The income tax department has reportedly sent notices to many taxpayers for not reporting their income from moonlighting, or, freelance projects in their income tax returns (ITR).
Most of the notices issued so far relate to the financial years 2019-2020 and 2020-2021. The tax authorities identified these undisclosed earnings through data analysis, as many payments were conducted digitally, and a few originated from international accounts.
Therefore, it is important that you report any income you receive through moonlighting while filing your ITR so that you do not end up receiving a notice from the income tax department.
Says Archit Gupta, CEO, Clear, a fintech company: “Moonlighting means taking up another job in addition to one’s primary employment. The second job is typically taken without the employer’s consent at their regular job. Also, an employee may be barred from undertaking such an assignment by virtue of his employment contract with his employer.”
“Also, the income from moonlighting might result in complicated tax situations that the taxpayer needs to be aware of,” Gupta adds.
So, if you are moonlighting, you will need to disclose all such income in your ITR, either through ITR-3 or ITR-4, depending on the earnings. In fact, you should furnish specific details about your moonlighting income, including the name and address of the secondary employer or client, the earned income amount, the nature of the work undertaken, and any expenses incurred in relation to your moonlighting activities.
Income earned from moonlighting will have to be reported in the ITR on the basis of the employment status and the nature of the work undertaken. It is also be taxed accordingly.
If one has a second job, the income received will be categorised as “Salary” and subject to taxation accordingly. For those who are self-employed and run their own business, any moonlighting income will be taken as “Profits and gains from business or profession” and will be taxed accordingly.
Alternatively, if you fall under the category of those who offer professional services, such as consulting or accounting, the income earned will be classified as “Professional fees” and taxed accordingly.
The reporting of income and tax treatment and will vary depending on the source of income and the specific situation.
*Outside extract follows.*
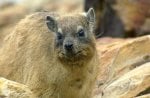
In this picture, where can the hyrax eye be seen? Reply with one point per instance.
(81, 33)
(59, 36)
Therefore, it’s equally important to understand the appropriate tax category for calculating one’s earnings from moonlighting.
According to Rajiv Bajaj, chairman and managing director, Bajaj Capital, non-monetary compensation, such as gifts, travel, and meals, can also be considered as taxable income.
“If you receive non-monetary compensation from your moonlighting activities, you need to disclose it on your ITR. The value of non-monetary compensation is usually determined by the market value of the goods or services received,” he says.
For instance, if you receive a gift worth Rs 10,000 from your moonlighting client, you need to disclose it on your ITR as income of Rs 10,000. If you travel for your moonlighting work and your client pays for your travel expenses, you need to disclose the value of the travel expenses as income on your ITR. And if your client pays for your meals while you are working for them, you need to disclose the value of the meals as income on your ITR.
Moonlighting income is subject to Goods and Services Tax (GST) under specific circumstances. If you are engaged in providing services that are taxable, and your annual turnover exceeds Rs 20 lakh in a financial year, GST will be applicable to your moonlighting earnings.
“If you meet these criteria, you will need to register for GST and collect GST from your clients. You will also need to file GST returns on a monthly or quarterly basis,” says Bajaj.
There are a few ways in which you can reduce your tax liability.
Claim Deductions: You can claim deductions for certain expenses related to your moonlighting activities, such as travel expenses, equipment expenses, and professional fees.
Opt For Presumptive Taxation Scheme: If your moonlighting income is less than Rs 2.5 lakh in a financial year, you can opt for the presumptive taxation scheme.
“This will allow you to pay tax on an ad-hoc basis, based on a percentage of your turnover,” says Bajaj.
Also, there are a number of tax-saving investments that you can make use of, such as equity-linked savings schemes (ELSS), Public Provident Fund (PPF) and National Pension System (NPS).
According to Gupta, if taxpayers receive their moonlighting income as salary, it can complicate the tax calculations and the taxpayer may have to be extra careful while filing their returns.
“For deducting tax at source (TDS), employers draw up an estimated taxable income figure. In such an estimation, both employers consider the standard deduction of Rs 50,000, whereas the taxpayer can claim it only once. They may also consider the 80C deduction, which may exceed the maximum limit of Rs 1.5 lakh in total,” says Gupta.
So, while filing taxes, the taxpayers will have to make these changes and bear the brunt of additional taxes and interests. To avoid this, the taxpayers must compute the total taxes, subtract the tax deducted (TDS) by the employer and pay the balance as advance tax, Gupta adds.